URLCleaner is a microservice component, that is used to remove redirects and affiliate markers from a url.
To run the microservice it is required to set up the following:
-
MongoDB
The MongoDB is used to keep track of blacklisted shops (in the collection named 'blacklist'). -
Idealo bridge
The URLCleaner uses idealo bridge to resolve shopID to shop root url.
The name of the database which will be used is 'data'.

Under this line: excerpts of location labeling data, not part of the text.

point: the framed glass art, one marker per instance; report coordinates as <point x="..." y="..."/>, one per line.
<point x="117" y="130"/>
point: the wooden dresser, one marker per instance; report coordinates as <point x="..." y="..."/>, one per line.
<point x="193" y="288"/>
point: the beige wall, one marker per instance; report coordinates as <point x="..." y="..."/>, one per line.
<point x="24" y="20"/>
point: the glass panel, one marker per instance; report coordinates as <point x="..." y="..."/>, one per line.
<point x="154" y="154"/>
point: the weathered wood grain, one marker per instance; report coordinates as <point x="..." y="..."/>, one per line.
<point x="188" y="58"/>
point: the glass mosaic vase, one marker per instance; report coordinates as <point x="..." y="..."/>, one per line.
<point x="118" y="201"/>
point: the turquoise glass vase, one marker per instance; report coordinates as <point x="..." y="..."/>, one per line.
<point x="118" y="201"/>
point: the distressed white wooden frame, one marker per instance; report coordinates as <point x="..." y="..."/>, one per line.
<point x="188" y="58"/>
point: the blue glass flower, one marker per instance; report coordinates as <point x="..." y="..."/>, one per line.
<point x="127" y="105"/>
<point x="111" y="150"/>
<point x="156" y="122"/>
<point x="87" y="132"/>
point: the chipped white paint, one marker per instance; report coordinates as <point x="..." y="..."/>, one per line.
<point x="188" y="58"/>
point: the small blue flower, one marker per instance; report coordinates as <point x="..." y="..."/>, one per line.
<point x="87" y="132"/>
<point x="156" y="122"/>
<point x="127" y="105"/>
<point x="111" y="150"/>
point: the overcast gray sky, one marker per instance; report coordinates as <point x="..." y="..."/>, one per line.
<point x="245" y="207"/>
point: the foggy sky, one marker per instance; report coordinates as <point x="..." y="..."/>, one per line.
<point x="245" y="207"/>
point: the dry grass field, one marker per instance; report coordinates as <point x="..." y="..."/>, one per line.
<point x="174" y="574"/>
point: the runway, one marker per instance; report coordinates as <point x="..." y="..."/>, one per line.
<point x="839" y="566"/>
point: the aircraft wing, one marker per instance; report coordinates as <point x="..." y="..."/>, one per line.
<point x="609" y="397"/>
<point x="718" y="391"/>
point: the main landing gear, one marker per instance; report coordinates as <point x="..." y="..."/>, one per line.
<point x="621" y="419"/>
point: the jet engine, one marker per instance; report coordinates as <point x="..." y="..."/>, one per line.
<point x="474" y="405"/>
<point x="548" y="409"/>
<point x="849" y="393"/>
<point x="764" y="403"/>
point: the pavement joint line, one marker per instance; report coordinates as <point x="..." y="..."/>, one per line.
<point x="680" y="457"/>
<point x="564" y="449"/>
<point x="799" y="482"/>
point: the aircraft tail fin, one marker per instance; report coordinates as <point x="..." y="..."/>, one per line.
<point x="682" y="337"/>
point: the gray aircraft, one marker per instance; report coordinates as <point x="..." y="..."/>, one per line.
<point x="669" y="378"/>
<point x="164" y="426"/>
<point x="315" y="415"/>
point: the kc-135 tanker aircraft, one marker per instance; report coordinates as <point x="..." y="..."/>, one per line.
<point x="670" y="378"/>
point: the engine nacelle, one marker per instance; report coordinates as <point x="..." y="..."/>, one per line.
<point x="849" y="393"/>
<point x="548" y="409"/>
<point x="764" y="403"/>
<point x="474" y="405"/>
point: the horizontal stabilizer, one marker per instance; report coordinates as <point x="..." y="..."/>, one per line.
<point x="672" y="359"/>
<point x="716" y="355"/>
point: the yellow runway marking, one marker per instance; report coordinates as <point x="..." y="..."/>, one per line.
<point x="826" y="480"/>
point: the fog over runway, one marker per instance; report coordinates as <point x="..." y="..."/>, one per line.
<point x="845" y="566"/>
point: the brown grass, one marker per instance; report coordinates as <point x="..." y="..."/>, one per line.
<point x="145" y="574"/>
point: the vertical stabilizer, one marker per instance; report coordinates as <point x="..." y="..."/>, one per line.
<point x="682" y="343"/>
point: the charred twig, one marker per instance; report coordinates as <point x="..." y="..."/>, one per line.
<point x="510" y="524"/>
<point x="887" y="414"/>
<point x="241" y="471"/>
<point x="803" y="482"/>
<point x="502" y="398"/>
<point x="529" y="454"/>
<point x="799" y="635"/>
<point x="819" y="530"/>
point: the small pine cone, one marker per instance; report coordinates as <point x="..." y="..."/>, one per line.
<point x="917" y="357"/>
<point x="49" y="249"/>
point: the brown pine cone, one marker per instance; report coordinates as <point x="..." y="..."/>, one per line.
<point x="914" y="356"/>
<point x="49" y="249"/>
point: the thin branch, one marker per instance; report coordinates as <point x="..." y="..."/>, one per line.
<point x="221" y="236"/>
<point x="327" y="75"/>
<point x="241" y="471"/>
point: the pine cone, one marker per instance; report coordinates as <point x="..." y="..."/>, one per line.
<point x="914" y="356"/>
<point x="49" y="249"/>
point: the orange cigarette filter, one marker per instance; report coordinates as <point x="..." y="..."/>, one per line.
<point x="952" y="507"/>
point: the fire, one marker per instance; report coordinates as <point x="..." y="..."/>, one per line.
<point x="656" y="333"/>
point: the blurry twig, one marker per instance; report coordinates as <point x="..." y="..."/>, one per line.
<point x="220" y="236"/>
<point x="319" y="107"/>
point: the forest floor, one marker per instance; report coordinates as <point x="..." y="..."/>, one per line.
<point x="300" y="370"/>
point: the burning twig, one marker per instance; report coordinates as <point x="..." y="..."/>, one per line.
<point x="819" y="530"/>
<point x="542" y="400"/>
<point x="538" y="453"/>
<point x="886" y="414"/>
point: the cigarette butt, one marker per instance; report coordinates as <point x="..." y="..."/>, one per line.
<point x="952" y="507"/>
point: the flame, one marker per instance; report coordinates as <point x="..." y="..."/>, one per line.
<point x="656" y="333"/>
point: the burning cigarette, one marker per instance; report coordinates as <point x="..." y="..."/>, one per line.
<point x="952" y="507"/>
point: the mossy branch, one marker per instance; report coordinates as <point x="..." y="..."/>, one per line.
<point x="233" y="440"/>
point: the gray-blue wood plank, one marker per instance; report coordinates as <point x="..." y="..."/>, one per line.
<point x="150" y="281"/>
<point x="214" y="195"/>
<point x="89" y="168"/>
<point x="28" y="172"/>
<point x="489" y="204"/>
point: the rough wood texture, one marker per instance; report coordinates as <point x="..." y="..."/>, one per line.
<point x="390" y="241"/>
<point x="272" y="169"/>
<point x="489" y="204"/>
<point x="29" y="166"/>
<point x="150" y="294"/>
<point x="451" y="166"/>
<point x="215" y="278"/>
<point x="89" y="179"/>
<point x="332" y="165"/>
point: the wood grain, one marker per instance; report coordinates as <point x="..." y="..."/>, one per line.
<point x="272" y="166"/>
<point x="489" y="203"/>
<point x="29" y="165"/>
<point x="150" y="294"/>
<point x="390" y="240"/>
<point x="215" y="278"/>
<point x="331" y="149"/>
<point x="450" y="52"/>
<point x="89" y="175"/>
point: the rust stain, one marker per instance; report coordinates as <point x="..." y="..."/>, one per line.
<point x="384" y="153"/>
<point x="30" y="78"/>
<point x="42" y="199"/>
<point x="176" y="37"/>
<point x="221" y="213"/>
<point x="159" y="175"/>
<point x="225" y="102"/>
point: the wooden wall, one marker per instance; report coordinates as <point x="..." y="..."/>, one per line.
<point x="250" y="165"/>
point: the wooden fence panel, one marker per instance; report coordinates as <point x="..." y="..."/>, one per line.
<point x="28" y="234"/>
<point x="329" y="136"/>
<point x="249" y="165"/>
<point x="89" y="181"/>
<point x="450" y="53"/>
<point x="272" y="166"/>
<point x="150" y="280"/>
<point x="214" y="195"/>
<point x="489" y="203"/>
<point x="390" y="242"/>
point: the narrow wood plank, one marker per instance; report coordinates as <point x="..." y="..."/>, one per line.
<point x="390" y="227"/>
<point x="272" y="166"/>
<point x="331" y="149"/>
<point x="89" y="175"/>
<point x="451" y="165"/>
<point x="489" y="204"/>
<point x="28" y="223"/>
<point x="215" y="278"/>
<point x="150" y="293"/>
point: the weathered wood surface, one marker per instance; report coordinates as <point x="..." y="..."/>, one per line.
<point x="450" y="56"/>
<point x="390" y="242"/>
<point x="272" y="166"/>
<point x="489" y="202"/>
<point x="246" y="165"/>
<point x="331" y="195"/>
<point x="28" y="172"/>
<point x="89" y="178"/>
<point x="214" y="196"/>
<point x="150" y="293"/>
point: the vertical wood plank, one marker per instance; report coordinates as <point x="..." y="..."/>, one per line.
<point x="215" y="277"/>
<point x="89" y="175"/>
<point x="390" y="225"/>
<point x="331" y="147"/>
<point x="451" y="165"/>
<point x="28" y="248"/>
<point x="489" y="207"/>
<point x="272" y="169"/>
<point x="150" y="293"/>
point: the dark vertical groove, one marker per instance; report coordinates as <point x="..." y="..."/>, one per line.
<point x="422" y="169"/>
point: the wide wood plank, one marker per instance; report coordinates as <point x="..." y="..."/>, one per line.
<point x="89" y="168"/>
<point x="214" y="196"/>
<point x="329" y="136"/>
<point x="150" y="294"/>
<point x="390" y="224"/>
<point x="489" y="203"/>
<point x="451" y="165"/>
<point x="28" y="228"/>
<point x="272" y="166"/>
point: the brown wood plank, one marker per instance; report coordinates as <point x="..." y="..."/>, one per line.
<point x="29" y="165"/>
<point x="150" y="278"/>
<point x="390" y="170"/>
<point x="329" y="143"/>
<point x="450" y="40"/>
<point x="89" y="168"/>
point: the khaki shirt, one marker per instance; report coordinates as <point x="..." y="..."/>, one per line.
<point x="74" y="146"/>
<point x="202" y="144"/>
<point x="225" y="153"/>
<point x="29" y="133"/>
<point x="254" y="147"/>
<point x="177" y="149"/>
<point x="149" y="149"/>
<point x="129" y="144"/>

URLCLEANER_PORT - the port used by URLCleaner API_URL - URL address of idealo bridge ACCESS_TOKEN_URI - URI for retrieving access token from idealo bridge CLIENT_ID - Client ID for retrieving access token from idealo bridge CLIENT_SECRET - Client ID for retrieving access token from idealo bridge MONGO_IP - IP address of Mongo DB MONGO_PORT - Port that Mongo DB is using MONGO_URLCLEANER_USER - Username that used to access Mongo DB MONGO_PASSWORD - Password that used to access Mongo DB
The URLCleaner is using 2 different strategies to clean urls:
-
Redirect clean
The component removes parts of given Url before the corresponding root url. -
Affiliate marker clean
The component removes affiliate marker (for example UTM) from the given url.
The both strategies are applied after each other. The result is the output.
- The list of affiliate markers can be extended.
- The list of shop specific affiliate markers can be collected automatically. We can remove every parameter and fetching the page using the resulting url. If it is identical to the webpage fetched using dirtyUrl, then the removed parameter is affiliate marker for this shop. If not, then not.
- The component should compare the webpages that got fetched using dirtyUrl and corresponding cleanUrl. If they are identical, the dirtyUrl got cleaned successfully. If not, then not. It is enough to check this way one url for every shop.